Sleep complaints are one of the most common issues I hear in my office. Whether it be troubles falling asleep, troubles staying asleep, sleep feels too light, or not feeling rested in the morning, so many people are struggling.
Sleep is absolutely essential to all things health. Getting less than seven hours of sleep leads to a decline in your immune system, energy, ability to focus, ability to memorize, ability to problem solve, ability to heal, balance your blood sugar, and so many more. It leads to an increase in inflammation, risk of infections, risk of mental/emotional issues, memory loss, hormone imbalances, and so many more.
Decreased sleep quality and quantity leads to an increased risk in almost ALL chronic diseases.
Optimizing sleep is the basis of optimal health.
Tips on How to Optimize Sleep:
Find a way to do some sort of wind-down mechanism 30 minutes before bed. I suggest to patients to either meditate for 5-10 minutes, do some yoga, stretching while deep breathing, or deep breathing while they read in bed. Focus on exhales being longer than inhales.
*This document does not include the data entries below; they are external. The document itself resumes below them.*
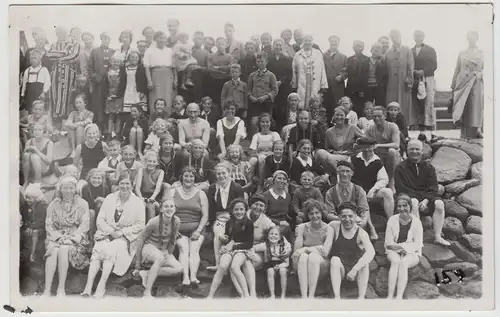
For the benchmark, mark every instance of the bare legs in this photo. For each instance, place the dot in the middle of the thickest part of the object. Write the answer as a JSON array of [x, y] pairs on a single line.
[[57, 259], [189, 257], [398, 273], [308, 270]]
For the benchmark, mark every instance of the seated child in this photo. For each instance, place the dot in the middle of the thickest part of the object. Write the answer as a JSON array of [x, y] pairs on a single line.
[[149, 183], [394, 115], [293, 115], [33, 219], [184, 61], [35, 83], [275, 162], [304, 161], [37, 156], [37, 116], [351, 117], [160, 113], [129, 165], [78, 120], [94, 192], [304, 192], [261, 146], [240, 169], [109, 163], [277, 252], [367, 120], [220, 195], [135, 128]]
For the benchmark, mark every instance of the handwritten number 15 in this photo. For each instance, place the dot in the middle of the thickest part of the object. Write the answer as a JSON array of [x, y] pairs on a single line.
[[446, 278]]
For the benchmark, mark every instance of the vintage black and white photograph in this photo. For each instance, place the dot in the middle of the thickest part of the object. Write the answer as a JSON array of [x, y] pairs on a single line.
[[252, 152]]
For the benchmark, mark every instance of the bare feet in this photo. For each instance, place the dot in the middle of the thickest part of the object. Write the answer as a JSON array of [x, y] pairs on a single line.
[[442, 242], [144, 277]]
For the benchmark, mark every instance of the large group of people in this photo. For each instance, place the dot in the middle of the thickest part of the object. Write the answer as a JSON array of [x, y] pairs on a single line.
[[155, 132]]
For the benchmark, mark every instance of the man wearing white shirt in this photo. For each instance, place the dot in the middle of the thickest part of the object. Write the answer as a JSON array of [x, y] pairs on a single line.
[[370, 174]]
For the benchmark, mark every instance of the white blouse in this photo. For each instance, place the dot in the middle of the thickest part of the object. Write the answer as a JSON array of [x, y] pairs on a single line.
[[155, 56]]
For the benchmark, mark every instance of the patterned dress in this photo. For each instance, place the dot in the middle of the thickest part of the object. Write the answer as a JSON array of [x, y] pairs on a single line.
[[113, 103], [66, 59]]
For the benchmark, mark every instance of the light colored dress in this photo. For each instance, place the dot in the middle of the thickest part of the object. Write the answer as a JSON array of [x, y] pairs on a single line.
[[309, 74], [72, 223], [468, 90], [131, 222]]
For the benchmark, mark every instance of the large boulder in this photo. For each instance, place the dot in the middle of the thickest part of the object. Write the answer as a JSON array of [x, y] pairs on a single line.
[[467, 267], [423, 271], [453, 228], [473, 150], [459, 187], [476, 171], [462, 252], [472, 199], [438, 255], [473, 241], [454, 209], [474, 225], [421, 290], [451, 164]]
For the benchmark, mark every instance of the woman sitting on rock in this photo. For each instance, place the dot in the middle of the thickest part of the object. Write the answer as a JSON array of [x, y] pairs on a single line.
[[191, 204], [120, 221], [67, 226], [238, 241], [403, 245], [312, 246]]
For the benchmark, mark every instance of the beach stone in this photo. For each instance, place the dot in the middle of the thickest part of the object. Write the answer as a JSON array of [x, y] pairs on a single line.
[[438, 255], [476, 171], [459, 187], [422, 271], [454, 209], [473, 150], [75, 283], [453, 228], [167, 291], [381, 282], [462, 252], [474, 225], [116, 290], [472, 200], [468, 267], [451, 164], [421, 290], [426, 222], [135, 291], [473, 241]]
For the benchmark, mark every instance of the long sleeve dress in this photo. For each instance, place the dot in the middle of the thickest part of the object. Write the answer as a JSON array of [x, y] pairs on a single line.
[[468, 90]]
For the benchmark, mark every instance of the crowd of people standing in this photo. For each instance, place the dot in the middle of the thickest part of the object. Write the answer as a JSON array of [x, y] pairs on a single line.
[[157, 166]]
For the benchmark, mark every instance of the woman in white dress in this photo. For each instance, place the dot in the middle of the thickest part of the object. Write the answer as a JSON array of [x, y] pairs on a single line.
[[309, 74], [120, 221]]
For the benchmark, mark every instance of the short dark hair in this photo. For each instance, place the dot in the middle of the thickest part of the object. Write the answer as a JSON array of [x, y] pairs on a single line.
[[347, 205], [345, 163]]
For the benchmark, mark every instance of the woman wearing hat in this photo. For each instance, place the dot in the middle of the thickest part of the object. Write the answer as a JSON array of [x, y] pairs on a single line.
[[403, 245], [279, 204]]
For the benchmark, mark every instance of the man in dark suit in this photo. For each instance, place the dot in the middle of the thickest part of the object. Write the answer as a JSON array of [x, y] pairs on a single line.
[[335, 65], [98, 70], [377, 76], [281, 66], [422, 110], [357, 77], [220, 195]]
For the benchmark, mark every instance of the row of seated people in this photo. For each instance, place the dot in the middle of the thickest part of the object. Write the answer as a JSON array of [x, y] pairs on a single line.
[[120, 221]]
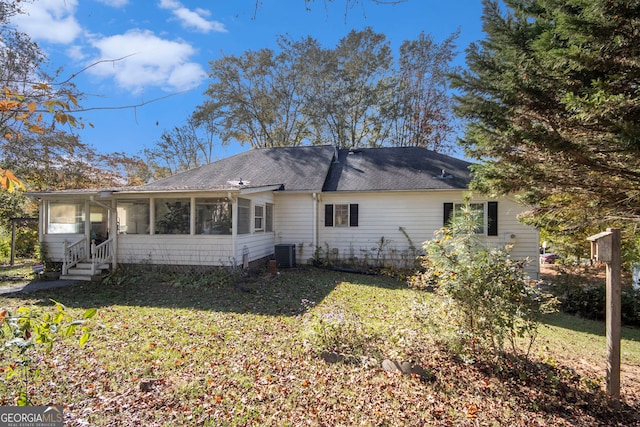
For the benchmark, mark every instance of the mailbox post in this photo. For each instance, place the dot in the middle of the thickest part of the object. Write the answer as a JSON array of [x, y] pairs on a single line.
[[605, 247]]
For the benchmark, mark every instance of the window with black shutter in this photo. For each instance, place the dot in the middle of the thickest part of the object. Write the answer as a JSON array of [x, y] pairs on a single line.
[[341, 215]]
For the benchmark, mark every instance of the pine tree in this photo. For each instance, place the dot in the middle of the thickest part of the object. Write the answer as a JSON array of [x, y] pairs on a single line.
[[552, 101]]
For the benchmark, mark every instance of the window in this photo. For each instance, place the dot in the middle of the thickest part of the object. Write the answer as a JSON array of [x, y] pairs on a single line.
[[173, 216], [258, 217], [66, 217], [213, 216], [133, 216], [341, 215], [244, 216], [268, 217], [488, 222]]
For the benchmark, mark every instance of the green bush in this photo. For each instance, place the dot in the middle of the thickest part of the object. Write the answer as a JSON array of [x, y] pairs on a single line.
[[489, 300], [336, 329]]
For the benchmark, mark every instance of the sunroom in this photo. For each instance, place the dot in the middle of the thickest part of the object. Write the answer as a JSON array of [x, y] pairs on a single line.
[[97, 230]]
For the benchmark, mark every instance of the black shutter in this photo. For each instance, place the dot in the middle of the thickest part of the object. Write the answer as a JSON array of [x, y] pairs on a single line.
[[492, 218], [448, 213], [328, 215], [353, 215]]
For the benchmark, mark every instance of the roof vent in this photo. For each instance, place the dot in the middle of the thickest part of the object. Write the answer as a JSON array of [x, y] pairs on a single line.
[[239, 183], [444, 175]]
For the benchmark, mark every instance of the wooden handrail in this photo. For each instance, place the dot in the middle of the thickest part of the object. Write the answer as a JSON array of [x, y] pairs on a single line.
[[73, 253], [101, 254]]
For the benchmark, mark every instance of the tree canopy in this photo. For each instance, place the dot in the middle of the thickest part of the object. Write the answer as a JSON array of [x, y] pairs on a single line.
[[552, 101], [353, 95]]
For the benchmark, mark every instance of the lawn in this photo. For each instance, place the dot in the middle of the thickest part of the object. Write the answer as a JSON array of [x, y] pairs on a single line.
[[20, 273], [241, 354]]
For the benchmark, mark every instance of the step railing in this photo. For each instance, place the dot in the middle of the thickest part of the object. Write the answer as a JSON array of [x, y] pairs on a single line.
[[73, 254], [101, 254]]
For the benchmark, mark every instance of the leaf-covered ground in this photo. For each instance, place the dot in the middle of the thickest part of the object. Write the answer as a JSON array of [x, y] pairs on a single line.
[[166, 355]]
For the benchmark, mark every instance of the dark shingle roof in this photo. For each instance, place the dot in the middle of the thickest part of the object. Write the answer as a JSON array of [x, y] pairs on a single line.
[[396, 168], [296, 168], [313, 168]]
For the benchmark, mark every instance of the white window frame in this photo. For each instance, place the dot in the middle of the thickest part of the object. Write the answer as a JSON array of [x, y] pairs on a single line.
[[258, 219]]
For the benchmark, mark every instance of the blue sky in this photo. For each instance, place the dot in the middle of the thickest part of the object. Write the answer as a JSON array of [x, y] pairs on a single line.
[[169, 43]]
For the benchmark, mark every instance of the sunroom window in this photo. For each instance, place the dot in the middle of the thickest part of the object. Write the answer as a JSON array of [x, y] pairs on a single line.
[[66, 217], [133, 216], [173, 216], [213, 216]]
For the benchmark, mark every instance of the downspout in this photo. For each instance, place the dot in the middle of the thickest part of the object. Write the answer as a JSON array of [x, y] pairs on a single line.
[[234, 225], [114, 234], [316, 200]]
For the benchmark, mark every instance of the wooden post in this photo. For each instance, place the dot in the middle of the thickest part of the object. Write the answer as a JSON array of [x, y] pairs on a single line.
[[605, 247], [13, 242], [614, 317]]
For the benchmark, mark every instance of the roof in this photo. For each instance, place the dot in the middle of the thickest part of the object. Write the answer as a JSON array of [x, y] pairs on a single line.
[[315, 168], [293, 168], [396, 168]]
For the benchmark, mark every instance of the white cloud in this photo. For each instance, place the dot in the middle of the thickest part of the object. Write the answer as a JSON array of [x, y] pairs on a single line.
[[194, 19], [49, 20], [150, 61], [113, 3]]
In order to fall into deep sleep (which happens primarily at the beginning of the night), our heart rate needs to lower. Winding down before bed is the best way to achieve that.
Avoid screens at least 30mins-1hr before bed.
The blue light in the screens can alter melatonin secretion. Blue light blocking glasses can be worn from 6pm and on to really help block out blue light.
Sticking to a schedule is one of the best ways to maintain healthy sleep patterns. Going to bed and waking up around the same time is very beneficial. If you go to bed at 10pm and wake up at 6am on weekdays, it is hard on your body if you go to bed at 12am and wake up at 9am on the weekends.
There are plenty of calm down teas that contain things like Kava, chamomile, etc.
Always consult your health care provider about supplements but magnesium glycinate or threonate are great forms of magnesium that may help you fall asleep faster and harder.
Take about one hour before bed.
Optimal sleeping temperature is actually around 64 degrees F. This can be pretty chilly for some people but making the bedroom colder is necessary for optimal sleep.
There should not be any light in the room while you are sleeping. Yes, even alarm clock lights have been studied and they DO mess with deep sleep. Turn alarm clock lights off, flip phones over, unplug devices that are causing lights to glow in the bedroom, and have blinds/curtains covering the windows. Blackout curtains can be very helpful in the bedroom.
If your partner is a heavy snorer and it is messing with your sleep, have them get their snoring assessed with a sleep study, functional dentist, or functional medicine doctor. Everyone sleeping soundly is very important to not disrupt sleep.
Does your partner hog the covers? Studies have shown that when bed partners use separate blankets, they will get better sleep.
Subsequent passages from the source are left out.